Full Description
It is a commonly held assumption among cultural, social, and political psychologists that imagining the future of societies we live in has the potential to change how we think and act in the world. However little research has been devoted to whether this effect exists in collective imaginations, of social groups, communities and nations, for instance. This book explores the part that imagination and creativity play in the construction of collective futures, and the diversity of outlets in which these are presented, from fiction and cultural symbols to science and technology. The authors discuss this effect in social phenomena such as in intergroup conflict and social change, and focus on several cases studies to illustrate how the imagination of collective futures can guide social and political action.

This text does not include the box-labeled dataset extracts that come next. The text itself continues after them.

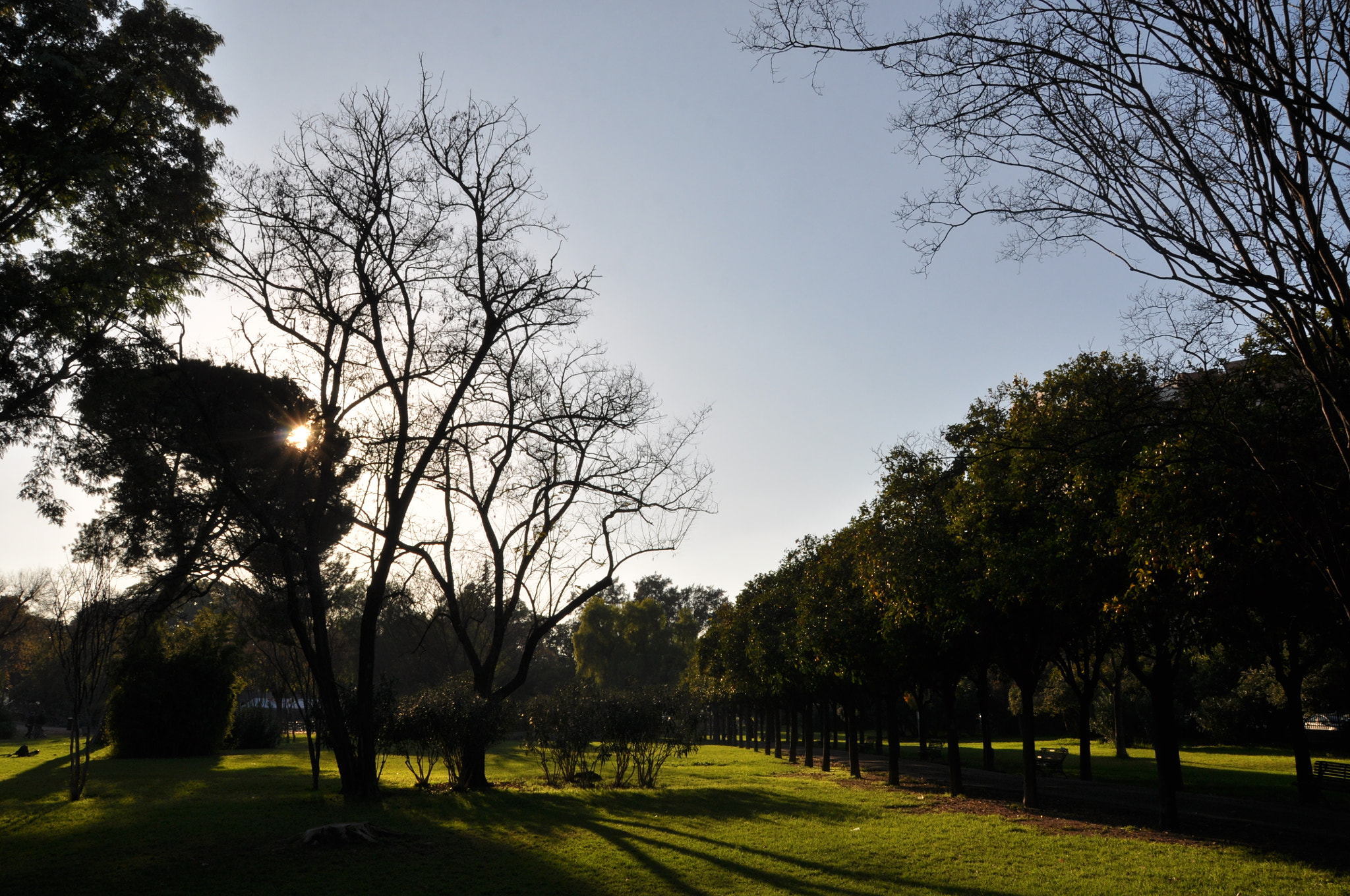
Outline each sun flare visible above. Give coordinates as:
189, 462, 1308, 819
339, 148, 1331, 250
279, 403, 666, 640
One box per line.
286, 424, 309, 451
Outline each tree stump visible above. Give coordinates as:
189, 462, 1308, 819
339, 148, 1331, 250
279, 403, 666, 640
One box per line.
300, 822, 402, 846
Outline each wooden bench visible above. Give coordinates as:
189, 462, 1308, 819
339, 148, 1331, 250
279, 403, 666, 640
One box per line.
1036, 746, 1069, 777
1312, 760, 1350, 791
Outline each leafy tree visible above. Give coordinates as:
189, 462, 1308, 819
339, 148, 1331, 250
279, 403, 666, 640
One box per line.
0, 0, 235, 496
741, 0, 1350, 518
572, 595, 698, 690
108, 609, 242, 757
214, 86, 706, 799
854, 445, 983, 793
47, 556, 134, 802
633, 573, 726, 632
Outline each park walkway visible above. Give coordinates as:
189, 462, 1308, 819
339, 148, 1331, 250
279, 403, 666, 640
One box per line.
860, 753, 1350, 846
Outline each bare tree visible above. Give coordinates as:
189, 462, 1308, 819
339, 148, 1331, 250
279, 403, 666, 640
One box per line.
215, 80, 701, 797
47, 560, 131, 802
740, 0, 1350, 510
0, 569, 51, 642
405, 340, 705, 787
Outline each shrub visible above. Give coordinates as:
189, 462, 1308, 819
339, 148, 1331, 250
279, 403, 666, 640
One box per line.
602, 688, 701, 787
525, 684, 699, 787
525, 683, 605, 787
388, 681, 505, 787
108, 610, 241, 757
229, 706, 281, 750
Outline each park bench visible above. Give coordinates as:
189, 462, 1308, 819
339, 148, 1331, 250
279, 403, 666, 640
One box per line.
1312, 760, 1350, 791
1036, 746, 1069, 777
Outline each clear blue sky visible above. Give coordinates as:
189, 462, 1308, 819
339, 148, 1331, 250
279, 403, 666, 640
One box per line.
0, 0, 1140, 592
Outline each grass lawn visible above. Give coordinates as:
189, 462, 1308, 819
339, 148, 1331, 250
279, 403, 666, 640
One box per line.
853, 739, 1350, 807
0, 738, 1350, 896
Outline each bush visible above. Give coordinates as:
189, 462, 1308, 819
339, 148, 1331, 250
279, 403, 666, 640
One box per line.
525, 683, 603, 787
386, 681, 505, 787
108, 610, 241, 757
525, 684, 701, 787
229, 706, 281, 750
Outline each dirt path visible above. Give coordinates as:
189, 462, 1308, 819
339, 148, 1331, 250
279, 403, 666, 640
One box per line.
745, 753, 1350, 872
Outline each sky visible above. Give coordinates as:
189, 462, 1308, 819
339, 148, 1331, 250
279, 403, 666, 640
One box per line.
0, 0, 1142, 594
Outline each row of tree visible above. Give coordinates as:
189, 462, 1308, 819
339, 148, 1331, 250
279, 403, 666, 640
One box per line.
0, 0, 707, 797
699, 340, 1347, 824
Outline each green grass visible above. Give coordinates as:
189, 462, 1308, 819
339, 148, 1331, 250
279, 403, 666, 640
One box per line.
836, 739, 1350, 807
0, 739, 1347, 896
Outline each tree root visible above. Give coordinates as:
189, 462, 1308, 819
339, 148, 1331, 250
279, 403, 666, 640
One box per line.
300, 822, 402, 846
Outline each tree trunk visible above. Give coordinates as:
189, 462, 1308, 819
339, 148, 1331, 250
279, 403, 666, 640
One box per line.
844, 703, 863, 777
1016, 673, 1041, 808
802, 700, 815, 768
821, 700, 835, 772
975, 665, 993, 772
1141, 663, 1181, 830
1078, 694, 1092, 781
914, 685, 927, 760
943, 681, 965, 796
456, 744, 491, 791
305, 718, 322, 791
774, 703, 783, 760
1270, 650, 1322, 806
1111, 668, 1131, 760
885, 694, 900, 787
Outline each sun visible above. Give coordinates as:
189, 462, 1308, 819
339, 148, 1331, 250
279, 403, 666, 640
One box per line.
286, 424, 309, 451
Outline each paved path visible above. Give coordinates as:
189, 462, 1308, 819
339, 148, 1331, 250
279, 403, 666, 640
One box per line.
845, 753, 1350, 845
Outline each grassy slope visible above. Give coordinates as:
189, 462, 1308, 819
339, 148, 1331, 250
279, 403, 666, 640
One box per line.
0, 739, 1350, 896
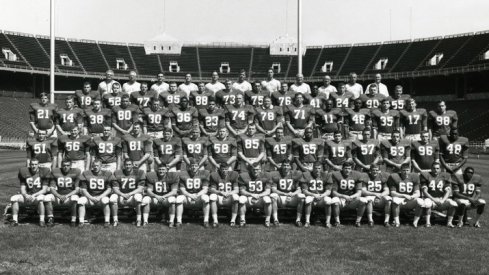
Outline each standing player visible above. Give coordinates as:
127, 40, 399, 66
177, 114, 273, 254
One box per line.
29, 93, 58, 137
177, 159, 210, 228
453, 167, 486, 228
238, 163, 272, 227
302, 162, 336, 228
78, 160, 112, 227
362, 164, 392, 227
44, 160, 81, 227
387, 163, 424, 227
209, 162, 239, 227
420, 162, 458, 228
110, 159, 148, 227
10, 159, 49, 227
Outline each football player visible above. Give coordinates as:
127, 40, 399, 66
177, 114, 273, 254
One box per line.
296, 162, 338, 228
270, 159, 305, 226
328, 162, 366, 227
10, 158, 49, 227
109, 159, 148, 227
44, 160, 81, 226
420, 162, 458, 228
387, 163, 424, 227
238, 163, 272, 227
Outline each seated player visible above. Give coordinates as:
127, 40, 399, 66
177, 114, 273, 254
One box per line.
270, 159, 305, 226
110, 159, 148, 227
420, 162, 457, 228
10, 158, 49, 227
209, 162, 239, 227
453, 167, 486, 228
44, 160, 81, 226
387, 163, 424, 227
328, 162, 366, 227
143, 165, 183, 228
302, 162, 338, 228
362, 164, 392, 227
238, 163, 272, 227
177, 159, 210, 228
78, 160, 112, 227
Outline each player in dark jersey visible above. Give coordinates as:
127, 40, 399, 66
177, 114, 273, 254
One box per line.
10, 158, 49, 227
411, 131, 440, 173
209, 162, 239, 227
177, 159, 210, 228
328, 162, 370, 227
109, 159, 148, 227
44, 160, 81, 226
302, 162, 338, 228
292, 127, 324, 172
78, 160, 112, 227
199, 97, 226, 137
75, 81, 102, 110
453, 166, 486, 228
428, 100, 458, 138
83, 99, 112, 137
54, 96, 84, 135
169, 97, 199, 138
26, 130, 58, 170
387, 163, 424, 227
314, 99, 343, 140
438, 129, 469, 175
420, 162, 458, 228
58, 127, 91, 172
122, 123, 153, 171
270, 159, 306, 226
351, 128, 382, 172
29, 93, 58, 137
265, 127, 292, 172
380, 130, 411, 173
142, 97, 171, 139
324, 131, 352, 171
143, 165, 183, 228
362, 164, 392, 227
238, 163, 272, 227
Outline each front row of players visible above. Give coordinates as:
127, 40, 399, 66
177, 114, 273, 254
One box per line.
11, 156, 485, 228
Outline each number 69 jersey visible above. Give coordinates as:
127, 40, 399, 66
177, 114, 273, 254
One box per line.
180, 170, 210, 194
387, 173, 419, 195
112, 169, 146, 194
80, 170, 113, 196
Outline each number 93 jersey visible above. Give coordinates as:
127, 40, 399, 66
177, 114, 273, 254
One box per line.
112, 169, 146, 193
180, 170, 210, 194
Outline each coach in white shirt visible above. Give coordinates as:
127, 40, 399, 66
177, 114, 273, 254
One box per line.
346, 73, 363, 99
178, 74, 199, 98
365, 74, 389, 97
205, 72, 226, 94
122, 71, 141, 95
290, 74, 311, 94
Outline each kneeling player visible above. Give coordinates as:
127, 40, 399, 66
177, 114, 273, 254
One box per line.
209, 162, 239, 227
453, 167, 486, 227
420, 162, 457, 228
362, 164, 392, 227
10, 158, 49, 227
270, 160, 305, 226
78, 160, 112, 227
143, 165, 183, 228
387, 163, 424, 227
177, 159, 209, 228
296, 162, 338, 228
44, 160, 81, 226
238, 163, 272, 227
110, 159, 148, 227
328, 162, 370, 227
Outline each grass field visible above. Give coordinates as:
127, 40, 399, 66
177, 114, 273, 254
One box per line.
0, 152, 489, 274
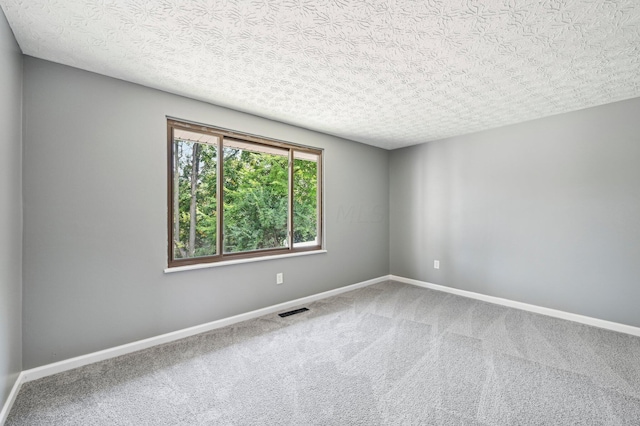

This book brings together theoretical and empirical contributions from cultural, social, and political psychology to offer insight into our constant (re)imagination of the societies in which we live.
Table of Contents
Chapter 1 Introduction: What may the future hold?; Constance de Saint-Laurent, Sandra Obradović & Kevin R. Carriere
Section 1: Imagining the Future
Chapter 2: Imagining the collective future: a sociocultural perspective; Tania Zittoun & Alex Gillespie
Chapter 3 Framing the issue: Literature, collective imagination, and fan activism; Kevin R. Carriere
Chapter 4 Thinking through time:. From collective memories to collective futures; Constance de Saint-laurent
Chapter 5 Perspectival collective futures: Creativity and imagination in society; Vlad Petre Glăveanu
Section 2: Collective Imaginations
Chapter 6 Imagining collective futures in time: prolepsis and the regimes of historicity; Ignacio Brescó de Luna
Chapter 7 Utopias and World-Making: Time, Transformation and the Collective Imagination; Sandra Jovchelovitch & Hana Hawlina
Chapter 8 Troubled pasts, collective memory and collective futures; Cristian Tileagă
Chapter 9 Imagining collective identities beyond intergroup conflict; Cathy Nicholson and Caroline Howarth
Section 3: Creating Socio-Political Change
Chapter 10 Creating Alternative Futures: Cooperative Initiatives in Egypt; Eman A. Maarek & Sarah H. Awad
Chapter 11 Remembering and imagining in human development: Fairness and social movements in Ireland; Séamus A. Power
Chapter 12 Creating Integration: a Case Study from Serbia and the EU; Sandra Obradović
Chapter 13 History education and the (im) possibility of imagining the future; Mario Carretero
Chapter 14 Conclusion: Changing imaginings of collective futures; Ivana Marková.